Despite the fact that some blogs are giving the Able Danger story a lot of attention, seemingly in order to defend the administration against all comers, we have not seen fit to run with it endlessly. This word from the Pentagon is sufficient. From AFP, with thanks to D.W.
A Pentagon review has so far found no evidence that a secret intelligence operation identified Mohammad Atta as a member of a US-based Al-Qaeda cell before the September 11, 2001 attacks, a spokesman said.
Representative Curt Weldon and Lieutenant Colonel Anthony Shaffer have charged that Atta and three other September 11 hijackers were identified as early as mid-2000 through a data-mining program codenamed “Able Danger.”
But Lawrence DiRita, a Pentagon spokesman, said a review of materials related to Able Danger has so far turned up no evidence that it identified Atta, the reputed leader of the attacks on the World Trade Center and Pentagon…
“What we have found are mostly sort of general reference to terrorist cells that people were generally aware of,” DiRita told reporters.
“But nothing that would seem to corroborate specifically what congressman Weldon and Lieutenant Colonel Shaffer recall, although as you know they don’t have what they said they saw. That makes it a little more difficult,” he said.

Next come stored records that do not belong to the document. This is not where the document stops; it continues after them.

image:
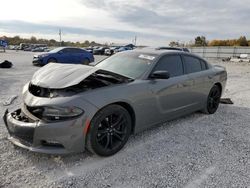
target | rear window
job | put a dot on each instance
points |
(192, 64)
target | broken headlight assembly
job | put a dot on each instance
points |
(55, 113)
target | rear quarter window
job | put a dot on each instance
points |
(203, 65)
(170, 63)
(192, 64)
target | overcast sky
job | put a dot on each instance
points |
(154, 22)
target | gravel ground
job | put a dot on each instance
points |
(194, 151)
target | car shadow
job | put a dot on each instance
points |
(184, 135)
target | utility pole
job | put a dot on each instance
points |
(60, 37)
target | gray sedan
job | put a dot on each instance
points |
(69, 108)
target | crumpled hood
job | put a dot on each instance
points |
(58, 76)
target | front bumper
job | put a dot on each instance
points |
(52, 138)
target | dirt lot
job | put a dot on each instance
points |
(194, 151)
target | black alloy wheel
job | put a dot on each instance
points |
(109, 130)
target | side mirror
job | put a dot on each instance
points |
(160, 75)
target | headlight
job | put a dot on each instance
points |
(55, 113)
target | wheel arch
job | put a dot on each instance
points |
(219, 85)
(128, 107)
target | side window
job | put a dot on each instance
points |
(203, 65)
(66, 50)
(172, 64)
(192, 64)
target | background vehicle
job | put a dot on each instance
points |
(64, 55)
(99, 51)
(111, 50)
(69, 108)
(122, 49)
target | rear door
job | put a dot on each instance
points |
(172, 96)
(198, 72)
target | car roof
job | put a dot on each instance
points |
(158, 53)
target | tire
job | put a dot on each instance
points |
(51, 60)
(213, 100)
(109, 131)
(85, 62)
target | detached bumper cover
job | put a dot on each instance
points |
(51, 138)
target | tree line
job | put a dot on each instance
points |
(202, 41)
(16, 40)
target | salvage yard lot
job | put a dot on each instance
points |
(194, 151)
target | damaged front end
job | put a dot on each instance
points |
(96, 80)
(54, 114)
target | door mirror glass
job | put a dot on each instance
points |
(160, 74)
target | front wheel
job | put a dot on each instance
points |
(109, 130)
(213, 100)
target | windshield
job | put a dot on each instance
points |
(55, 50)
(131, 64)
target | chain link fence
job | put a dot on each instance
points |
(220, 51)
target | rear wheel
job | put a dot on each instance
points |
(109, 130)
(213, 100)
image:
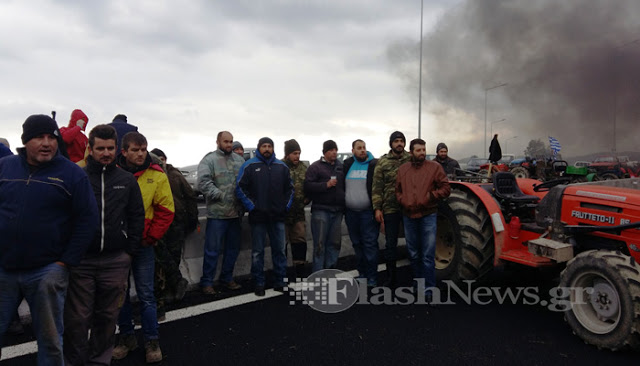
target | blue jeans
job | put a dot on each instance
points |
(392, 224)
(326, 230)
(45, 289)
(363, 232)
(143, 268)
(222, 236)
(420, 235)
(259, 233)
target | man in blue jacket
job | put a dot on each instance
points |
(265, 189)
(48, 217)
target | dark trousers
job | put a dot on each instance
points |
(96, 293)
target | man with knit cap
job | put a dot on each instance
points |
(449, 165)
(383, 197)
(217, 173)
(359, 216)
(324, 185)
(48, 217)
(73, 135)
(265, 189)
(295, 227)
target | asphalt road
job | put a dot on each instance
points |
(270, 331)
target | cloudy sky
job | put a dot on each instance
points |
(311, 70)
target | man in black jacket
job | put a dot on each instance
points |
(265, 189)
(97, 285)
(324, 184)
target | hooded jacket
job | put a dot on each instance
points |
(315, 185)
(265, 189)
(156, 198)
(73, 136)
(47, 213)
(120, 209)
(419, 187)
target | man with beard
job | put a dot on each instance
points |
(217, 174)
(383, 197)
(359, 217)
(98, 284)
(265, 189)
(449, 165)
(159, 211)
(48, 217)
(419, 186)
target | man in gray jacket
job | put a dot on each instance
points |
(217, 174)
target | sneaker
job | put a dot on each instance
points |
(181, 289)
(126, 343)
(208, 290)
(152, 350)
(232, 285)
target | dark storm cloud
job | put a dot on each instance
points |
(571, 67)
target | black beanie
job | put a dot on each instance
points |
(121, 117)
(291, 146)
(441, 146)
(396, 135)
(159, 153)
(265, 140)
(38, 124)
(329, 145)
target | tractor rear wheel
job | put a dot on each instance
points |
(603, 292)
(520, 172)
(465, 249)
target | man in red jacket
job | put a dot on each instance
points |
(420, 184)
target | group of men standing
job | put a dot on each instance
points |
(85, 231)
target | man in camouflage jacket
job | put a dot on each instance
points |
(217, 174)
(295, 227)
(383, 196)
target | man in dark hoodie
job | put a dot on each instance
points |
(359, 216)
(98, 284)
(122, 128)
(324, 185)
(73, 135)
(48, 217)
(265, 189)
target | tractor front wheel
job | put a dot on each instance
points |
(464, 246)
(602, 289)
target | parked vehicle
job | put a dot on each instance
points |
(587, 231)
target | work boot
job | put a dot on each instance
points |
(181, 289)
(392, 274)
(152, 350)
(126, 343)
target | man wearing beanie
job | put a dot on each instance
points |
(449, 165)
(217, 173)
(122, 128)
(383, 197)
(238, 148)
(324, 185)
(295, 228)
(49, 216)
(265, 189)
(74, 137)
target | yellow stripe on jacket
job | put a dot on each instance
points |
(158, 202)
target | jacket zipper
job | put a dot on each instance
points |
(104, 168)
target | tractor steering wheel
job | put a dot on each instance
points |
(545, 186)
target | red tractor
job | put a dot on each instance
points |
(589, 231)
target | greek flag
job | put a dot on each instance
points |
(555, 145)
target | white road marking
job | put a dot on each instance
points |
(23, 349)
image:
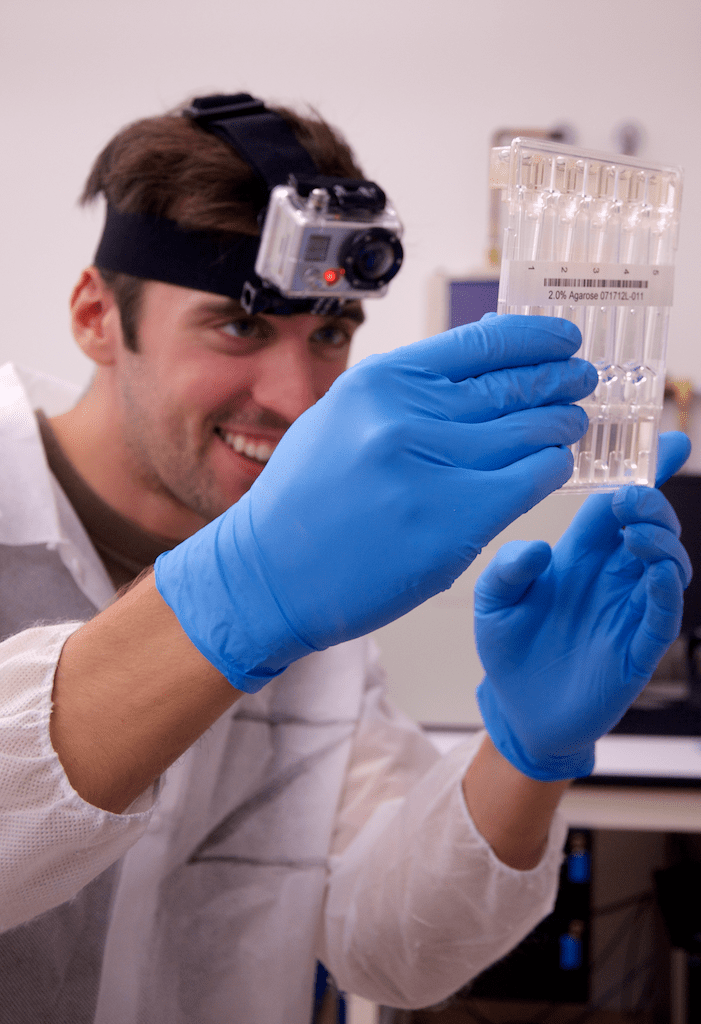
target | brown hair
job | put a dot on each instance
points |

Weldon and Shaffer have said Atta and three other future hijackers appeared as members of a Brooklyn-based Al-Qaeda cell on a chart that was presented by Able Danger to the US Special Operations Command in early to mid 2000.
They said the group had recommended the information be shared with the FBI, but that the command’s lawyers rejected that course of action.
If true, it would have been the first time Atta was known to have been identified by the US intelligence community as an Al-Qaeda member before the September 11 attacks. Providing Atta’s name to the FBI might have helped disrupt the attack, according to Weldon.
Neither Weldon nor Shaffer have been able to produce a copy of the chart itself, however.
Shaffer acknowledged in an interview published Saturday by the Washington Post that his allegations about the chart were based on the recollections of a navy officer and an unidentified civilian official affiliated with Able Danger.
He said that after the September 11 attacks, the civilian employee showed him a chart from 2000 that had the names of Atta and three other hijackers.
Navy Captain Scott Phillpott, whose recollections Shaffer also said he relied on, told a presidential commission investigating the September 11 attacks in July 2004 that he remembered seeing Atta’s name on an Able Danger chart in the spring of 2000.